Ich bin so assozial und werfe mal JavaFX 2.0 ein. Das hat auch einige netten Features .

@TO: Wenn du beides (SWT|Swing) kannst/kennst/lernen musst, dann schau dir doch an, was dir das eclipse RCP bietet. Brauchst du davon etwas, was z.B. Swing nicht bietet/bieten kann --> SWT/JFace.

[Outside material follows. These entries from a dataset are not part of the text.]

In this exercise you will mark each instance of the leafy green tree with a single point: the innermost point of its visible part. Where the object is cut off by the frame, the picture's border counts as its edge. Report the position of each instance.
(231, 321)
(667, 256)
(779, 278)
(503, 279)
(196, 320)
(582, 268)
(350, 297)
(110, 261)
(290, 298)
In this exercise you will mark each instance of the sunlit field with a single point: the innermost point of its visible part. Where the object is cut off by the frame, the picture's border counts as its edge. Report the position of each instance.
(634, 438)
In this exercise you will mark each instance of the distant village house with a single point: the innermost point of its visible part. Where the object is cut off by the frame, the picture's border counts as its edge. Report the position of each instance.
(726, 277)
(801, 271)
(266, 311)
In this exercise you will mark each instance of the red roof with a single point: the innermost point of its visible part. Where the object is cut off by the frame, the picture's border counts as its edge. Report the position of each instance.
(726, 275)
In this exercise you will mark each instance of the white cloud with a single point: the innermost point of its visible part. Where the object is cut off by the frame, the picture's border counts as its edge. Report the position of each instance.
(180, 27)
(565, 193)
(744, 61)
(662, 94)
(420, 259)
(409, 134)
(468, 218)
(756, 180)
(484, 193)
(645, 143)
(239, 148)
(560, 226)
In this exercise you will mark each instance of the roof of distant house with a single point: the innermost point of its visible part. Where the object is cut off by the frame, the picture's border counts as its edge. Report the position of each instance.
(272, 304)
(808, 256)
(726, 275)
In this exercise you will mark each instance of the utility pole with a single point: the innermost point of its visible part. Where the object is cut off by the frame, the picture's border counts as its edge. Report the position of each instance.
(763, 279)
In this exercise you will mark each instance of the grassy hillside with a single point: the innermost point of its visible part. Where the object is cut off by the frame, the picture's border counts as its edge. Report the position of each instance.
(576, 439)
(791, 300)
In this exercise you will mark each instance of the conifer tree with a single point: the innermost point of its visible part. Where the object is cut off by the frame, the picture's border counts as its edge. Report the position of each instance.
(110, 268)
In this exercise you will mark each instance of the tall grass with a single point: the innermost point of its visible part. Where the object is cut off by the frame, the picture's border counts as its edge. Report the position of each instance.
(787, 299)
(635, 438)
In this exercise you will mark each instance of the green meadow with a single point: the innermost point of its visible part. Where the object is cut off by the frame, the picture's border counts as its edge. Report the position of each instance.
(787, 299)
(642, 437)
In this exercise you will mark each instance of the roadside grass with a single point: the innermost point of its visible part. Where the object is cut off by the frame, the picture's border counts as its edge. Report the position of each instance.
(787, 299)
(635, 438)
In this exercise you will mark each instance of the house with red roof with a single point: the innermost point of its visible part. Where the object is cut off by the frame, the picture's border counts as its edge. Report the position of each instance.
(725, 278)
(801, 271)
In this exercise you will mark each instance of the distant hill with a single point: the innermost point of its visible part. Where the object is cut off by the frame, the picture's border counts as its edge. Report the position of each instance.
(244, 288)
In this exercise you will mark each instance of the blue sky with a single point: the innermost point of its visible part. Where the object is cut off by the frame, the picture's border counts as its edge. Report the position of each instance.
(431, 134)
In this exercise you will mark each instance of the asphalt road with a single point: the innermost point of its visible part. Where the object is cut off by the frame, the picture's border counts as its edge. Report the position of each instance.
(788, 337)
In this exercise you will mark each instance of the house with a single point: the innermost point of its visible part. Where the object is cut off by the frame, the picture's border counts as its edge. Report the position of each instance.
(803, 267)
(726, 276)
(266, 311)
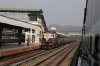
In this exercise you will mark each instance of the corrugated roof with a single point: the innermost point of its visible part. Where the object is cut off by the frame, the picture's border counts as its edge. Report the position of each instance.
(20, 10)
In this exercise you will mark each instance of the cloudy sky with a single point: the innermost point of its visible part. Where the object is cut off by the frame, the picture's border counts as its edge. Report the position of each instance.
(62, 12)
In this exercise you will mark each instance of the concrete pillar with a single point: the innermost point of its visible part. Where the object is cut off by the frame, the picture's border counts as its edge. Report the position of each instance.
(1, 29)
(19, 35)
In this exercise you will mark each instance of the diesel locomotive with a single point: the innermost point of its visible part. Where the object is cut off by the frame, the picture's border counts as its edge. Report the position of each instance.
(52, 39)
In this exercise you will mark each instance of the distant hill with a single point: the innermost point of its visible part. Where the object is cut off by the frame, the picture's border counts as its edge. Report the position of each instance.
(65, 28)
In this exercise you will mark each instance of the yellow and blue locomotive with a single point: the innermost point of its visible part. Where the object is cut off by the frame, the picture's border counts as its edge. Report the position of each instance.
(52, 39)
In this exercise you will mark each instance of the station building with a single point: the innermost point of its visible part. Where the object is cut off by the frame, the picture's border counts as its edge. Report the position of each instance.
(31, 16)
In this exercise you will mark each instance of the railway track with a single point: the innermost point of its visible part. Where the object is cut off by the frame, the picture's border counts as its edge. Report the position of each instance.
(52, 58)
(7, 61)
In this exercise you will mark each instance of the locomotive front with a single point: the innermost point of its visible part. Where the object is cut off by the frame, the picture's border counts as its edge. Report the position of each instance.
(48, 40)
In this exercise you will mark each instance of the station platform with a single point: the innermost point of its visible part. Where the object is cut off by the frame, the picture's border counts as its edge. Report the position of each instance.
(14, 48)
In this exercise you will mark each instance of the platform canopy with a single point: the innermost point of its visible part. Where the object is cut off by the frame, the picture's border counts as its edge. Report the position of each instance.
(21, 10)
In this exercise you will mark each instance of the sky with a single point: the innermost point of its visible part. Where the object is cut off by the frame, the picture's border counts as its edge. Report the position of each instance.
(61, 12)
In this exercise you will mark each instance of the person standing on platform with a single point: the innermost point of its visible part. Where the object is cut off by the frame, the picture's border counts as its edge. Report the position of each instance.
(28, 41)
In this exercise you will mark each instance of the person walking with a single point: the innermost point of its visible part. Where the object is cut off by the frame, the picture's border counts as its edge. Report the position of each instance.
(28, 41)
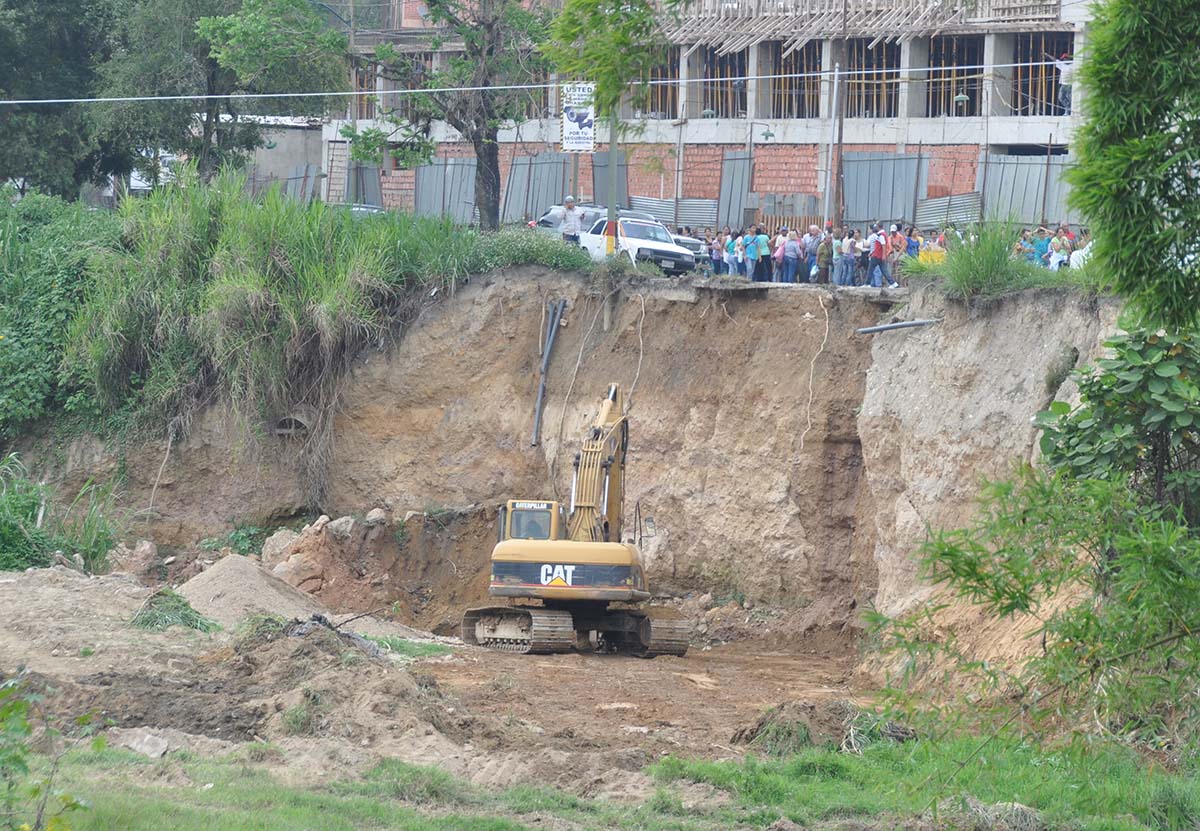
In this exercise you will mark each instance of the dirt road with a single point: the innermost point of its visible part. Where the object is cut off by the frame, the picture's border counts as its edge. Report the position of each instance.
(688, 705)
(589, 723)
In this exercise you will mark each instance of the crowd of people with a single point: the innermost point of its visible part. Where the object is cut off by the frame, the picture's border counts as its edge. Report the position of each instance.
(843, 257)
(863, 257)
(1055, 250)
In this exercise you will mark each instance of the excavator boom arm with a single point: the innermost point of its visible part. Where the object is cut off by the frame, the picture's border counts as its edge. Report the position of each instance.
(598, 489)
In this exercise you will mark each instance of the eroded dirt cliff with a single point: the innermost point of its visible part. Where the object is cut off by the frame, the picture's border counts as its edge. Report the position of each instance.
(762, 485)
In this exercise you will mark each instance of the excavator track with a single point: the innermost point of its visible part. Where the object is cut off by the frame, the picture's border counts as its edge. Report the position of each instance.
(659, 635)
(525, 629)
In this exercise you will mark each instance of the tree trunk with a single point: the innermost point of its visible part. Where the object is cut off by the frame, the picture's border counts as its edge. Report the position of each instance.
(487, 179)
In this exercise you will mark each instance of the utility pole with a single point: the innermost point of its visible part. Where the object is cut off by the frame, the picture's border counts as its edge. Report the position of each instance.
(839, 196)
(352, 168)
(613, 125)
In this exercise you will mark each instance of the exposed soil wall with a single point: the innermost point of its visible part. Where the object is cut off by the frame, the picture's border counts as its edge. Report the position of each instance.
(949, 405)
(718, 416)
(761, 485)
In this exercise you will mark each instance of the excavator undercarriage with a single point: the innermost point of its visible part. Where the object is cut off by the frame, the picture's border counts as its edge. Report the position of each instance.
(543, 631)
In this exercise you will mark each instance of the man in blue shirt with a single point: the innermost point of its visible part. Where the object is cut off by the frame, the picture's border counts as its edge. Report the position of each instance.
(753, 253)
(765, 256)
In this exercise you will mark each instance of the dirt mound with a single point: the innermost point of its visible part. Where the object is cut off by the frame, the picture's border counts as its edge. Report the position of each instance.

Ansonsten einfach das nehmen, mit dem du lieber arbeitest.


----------



## Bernd Hohmann (5. Sep 2012)

Beni hat gesagt.:


> Aber andererseit ist Swing ziemlich einfach, robust, und es gibt unzählige Tutorials...



Ist ja schon seit 1997 auf dem Markt (da hab ich mit Swing angefangen, Java 1.1.5 unter OS/2) und hat eine Ewigkeit gebraucht, bis die Runtime hinreichend viele Shortcuts für Swing intern eingebaut bekommen hat.

Hatte jetzt gut 6 Jahre GUI Abstinenz in Java und musste mich wieder einarbeiten.

"Einfach" ist Swing solange wie man nix ungewöhnliches möchte (zb. den Kram ordentlich unter Unix aussehen zu lassen), robust ist es auf jeden Fall weil man sich gewisse Tücken der jeweiligen Plattformen erspart und die Garbage Collection alles unter Kontrolle hat.

Trotzdem bin ich jetzt nach reiflicher Überlegung nach SWT umgestiegen weil der Plattformspezifische L&F die Klientel (aka Schlipsträger) besser anspricht. Natürlich kann man Swing da verbiegen bis zum geht nicht mehr, aber SWT entspricht meinem Bedürfnis "Einsteigen und Motor anlassen" besser als Swing.

Bernd

PS: Die Aussage "es gibt unzählige Tutorials" lasse ich nur ungern für die Qualität einer Programmiersprache gelten. 

Zwar korreliert die Anzahl der Fragen zu einer Programmiersprache mit dem Verbreitungsgrad, aber mit zunehmenden "Alter" einer Sprache auch mit den Problemen die man mit der Sprache bzw. Runtime hat.

zB. gibt es recht wenige Tutorials und Foren für Powerbasic etc. obwohl die Compiler sehr verbreitet sind - die Sprache und die Libs können wenig, daher sind sie auch sehr schmerzfrei anzuwenden und machen keinen Ärger.


----------



## Tomate_Salat (5. Sep 2012)

Bernd Hohmann hat gesagt.:


> rotzdem bin ich jetzt nach reiflicher Überlegung nach SWT umgestiegen weil der Plattformspezifische L&F die Klientel (aka Schlipsträger) besser anspricht.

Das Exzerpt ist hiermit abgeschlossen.